Coup de feu à la brigade Elzer ! Les soldats du chef entament les grandes manœuvres, tous mobilisés pour garder l’étoile Michelin gagnée de haute lutte cette année. Aspirant il y a encore peu, Olivier Elzer vient d’accéder au grade de chef cuisinier au restaurant de l’abbaye de La Bussière en Côte-d’Or. A seulement 28 ans, son itinéraire professionnel s’apparente au parcours du combattant. Etre confronté à la difficulté,  c’est la seule manière d’acquérir le métier : « Plus c’est dur, mieux c’est », dit-il.  Depuis 1995, Olivier a fait ses armes dans les plus grandes maisons pour découvrir tous les horizons gastronomiques.
Première étape : le Sud, Cannes au Martinez, Juan-les-Pins : l’hôtel Juana. Puis direction l’Est : Strasbourg et  la cuisine du crocodile. Un détour par la région lyonnaise à Vienne, et l’apothéose : la capitale à l’Elysée Vernet. Des choix professionnels qui lui ont permis d’obtenir ses galons et  de pouvoir voler de ses propres ailes.

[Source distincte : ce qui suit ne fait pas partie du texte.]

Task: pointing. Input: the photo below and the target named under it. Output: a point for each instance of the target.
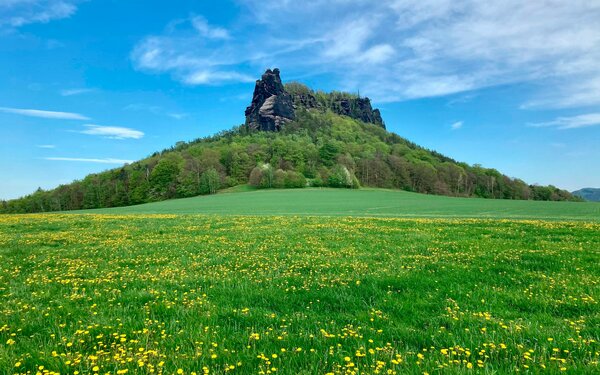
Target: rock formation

C’est en Bourgogne, à l’abbaye de La Bussière, qu’il a décidé de poser ses valises. Fondée en 1131, elle a été rachetée au diocèse de Côte-d’Or en 2005 par un couple d’anglais, les Cummings. Ces amoureux de la  pierre de Bourgogne ont décidé  d’en faire un château hôtel de luxe. Dans ce site majestueux au cœur de la vallée de l’Ouche, Olivier avait carte blanche pour créer de toutes pièces un grand restaurant. Un challenge qu’il a su relever, malgré les difficultés. En un an, il  a fallu acheter le matériel, recruter le personnel et créer une carte. Ici, on ne fait pas de la cuisine moderne. Le chef a ses exigences : tout commence par les classiques  appris auprès des grands chefs, mais aussi auprès de ses parents restaurateurs en Alsace. Des souvenirs d’enfance qui l’inspirent encore profondément : « Un bon plat : c’est d’abord dans la qualité des ingrédients. Tout commence par le produit », affirme t-il avec force. La purée maison à l’ail qui accompagne l’entrecôte de bœuf Simmental est une vraie purée comme les faisaient nos grand-mères. Il n’hésite pas à travailler des plats traditionnels qu’il revisite au gré de ses inspirations : escargot cuit au champagne, pommes vitelottes et écume d’ail.
Aujourd’hui, le restaurant de l’abbaye peut s’enorgueillir d’appartenir à l’élite gastronomique du département. Olivier Elzer travaille l’échine de cochon du « cul noir », un cochon pas comme les autres (dixit) des Aldudes – une race en voie de disparition - qui se reconnaît à son goût exceptionnel, surtout lorsqu’il est relevé d’un jus au poivre de Tasmanie.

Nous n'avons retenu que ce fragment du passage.